Australian Associated Press

Prime Minister Tony Abbott says he's pleased Australia's friendship with China is getting stronger, playing down reports that Chinese missiles could soon reach Australia.

Mr Abbott said he would rather focus on the strength of the friendship than on hypothetical possibilities in many years time.

A new report on the Australia–US alliance, ANZUS, says China's expanding military capabilities have created scenarios that could involve allies like Australia in direct conflict with our largest trading partner.

The study by the Australian National University's Strategic and Defence Studies Centre and the US Centre for Strategic and International Studies says China's growing blue water navy and long-range missile forces threatened to put Canberra within range of the People's Liberation Army.
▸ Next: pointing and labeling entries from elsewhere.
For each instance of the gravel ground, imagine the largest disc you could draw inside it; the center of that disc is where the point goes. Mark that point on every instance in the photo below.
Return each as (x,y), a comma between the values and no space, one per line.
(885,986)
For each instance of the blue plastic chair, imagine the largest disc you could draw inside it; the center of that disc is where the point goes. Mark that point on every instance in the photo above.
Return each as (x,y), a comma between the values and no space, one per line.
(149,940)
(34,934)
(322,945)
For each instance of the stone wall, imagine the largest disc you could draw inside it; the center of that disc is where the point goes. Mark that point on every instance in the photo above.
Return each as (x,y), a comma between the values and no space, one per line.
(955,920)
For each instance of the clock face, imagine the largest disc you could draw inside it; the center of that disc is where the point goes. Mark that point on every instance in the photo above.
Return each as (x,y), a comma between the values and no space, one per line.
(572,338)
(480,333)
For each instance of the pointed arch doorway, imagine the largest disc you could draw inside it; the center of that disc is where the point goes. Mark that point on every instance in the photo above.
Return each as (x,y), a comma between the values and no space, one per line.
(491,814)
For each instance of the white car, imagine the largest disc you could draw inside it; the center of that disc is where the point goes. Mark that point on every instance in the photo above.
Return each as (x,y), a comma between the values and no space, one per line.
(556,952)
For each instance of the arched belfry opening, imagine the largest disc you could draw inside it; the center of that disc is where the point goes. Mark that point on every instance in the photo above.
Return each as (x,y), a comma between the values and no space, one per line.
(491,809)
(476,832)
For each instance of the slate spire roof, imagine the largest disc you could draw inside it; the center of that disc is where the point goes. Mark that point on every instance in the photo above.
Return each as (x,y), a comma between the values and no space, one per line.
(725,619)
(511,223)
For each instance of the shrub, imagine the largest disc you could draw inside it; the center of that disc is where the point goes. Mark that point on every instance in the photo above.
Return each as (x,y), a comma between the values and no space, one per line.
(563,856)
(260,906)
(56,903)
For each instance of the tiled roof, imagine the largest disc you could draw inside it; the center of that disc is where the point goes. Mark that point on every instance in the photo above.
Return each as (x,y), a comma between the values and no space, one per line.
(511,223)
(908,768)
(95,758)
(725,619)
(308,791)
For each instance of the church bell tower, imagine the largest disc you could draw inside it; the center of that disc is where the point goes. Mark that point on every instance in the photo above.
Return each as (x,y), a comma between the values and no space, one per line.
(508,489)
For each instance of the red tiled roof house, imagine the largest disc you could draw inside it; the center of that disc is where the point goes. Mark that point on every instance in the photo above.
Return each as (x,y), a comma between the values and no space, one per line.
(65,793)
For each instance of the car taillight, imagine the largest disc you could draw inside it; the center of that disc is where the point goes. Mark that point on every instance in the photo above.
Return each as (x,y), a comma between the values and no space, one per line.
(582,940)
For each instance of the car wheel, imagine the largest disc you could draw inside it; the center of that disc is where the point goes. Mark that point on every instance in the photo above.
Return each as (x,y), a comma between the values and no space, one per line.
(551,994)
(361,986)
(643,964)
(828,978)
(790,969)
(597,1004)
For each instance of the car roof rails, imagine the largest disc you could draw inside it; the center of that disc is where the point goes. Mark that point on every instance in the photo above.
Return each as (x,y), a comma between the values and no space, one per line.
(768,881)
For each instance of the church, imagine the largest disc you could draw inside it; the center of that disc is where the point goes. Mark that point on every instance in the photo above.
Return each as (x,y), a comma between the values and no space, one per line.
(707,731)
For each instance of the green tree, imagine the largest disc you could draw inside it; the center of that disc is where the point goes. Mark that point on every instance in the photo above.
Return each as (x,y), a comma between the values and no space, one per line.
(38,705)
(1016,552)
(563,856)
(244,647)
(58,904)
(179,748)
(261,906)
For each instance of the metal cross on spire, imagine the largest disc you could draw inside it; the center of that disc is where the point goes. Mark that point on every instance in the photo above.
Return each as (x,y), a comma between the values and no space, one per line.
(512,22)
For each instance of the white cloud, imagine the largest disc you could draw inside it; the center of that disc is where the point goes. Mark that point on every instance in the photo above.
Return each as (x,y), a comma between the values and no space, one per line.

Mr Abbott said Australia had a good and strong friendship with China and the closest possible relationship with the US.

"Strong friendships with China, strong security relationship with the US — this is the best way to ensure the peace, security and prosperity of our region," Mr Abbott told reporters in Goulburn, NSW.

The study says the Australia–US relationship is thriving but shouldn't be taken for granted and there were challenges.

It says neither Washington or Canberra have a coherent policy on China and, until that's sorted out, both sides will be cast as diverging on key issues.

One issue is US expectations of how Australia ought to respond to growing Chinese influence and assertiveness.

There's also potential for divisions between Canberra and Washington on Indonesia.

The study suggests a new trilateral security grouping between Australia, the US and Indonesia that would give Jakarta a more prominent role on the international stage in keeping with its growing economic weight.

US ambassador John Berry said the US viewed China's territorial claims in the South China Sea with some concern and was keen to ease tensions.

"We see a future with a very healthy, very fast growing and very productive China that will become a responsible, helpful partner in leading the world," he told Sky News.

"We look forward to continuing to work with China to resolve some of these friction points."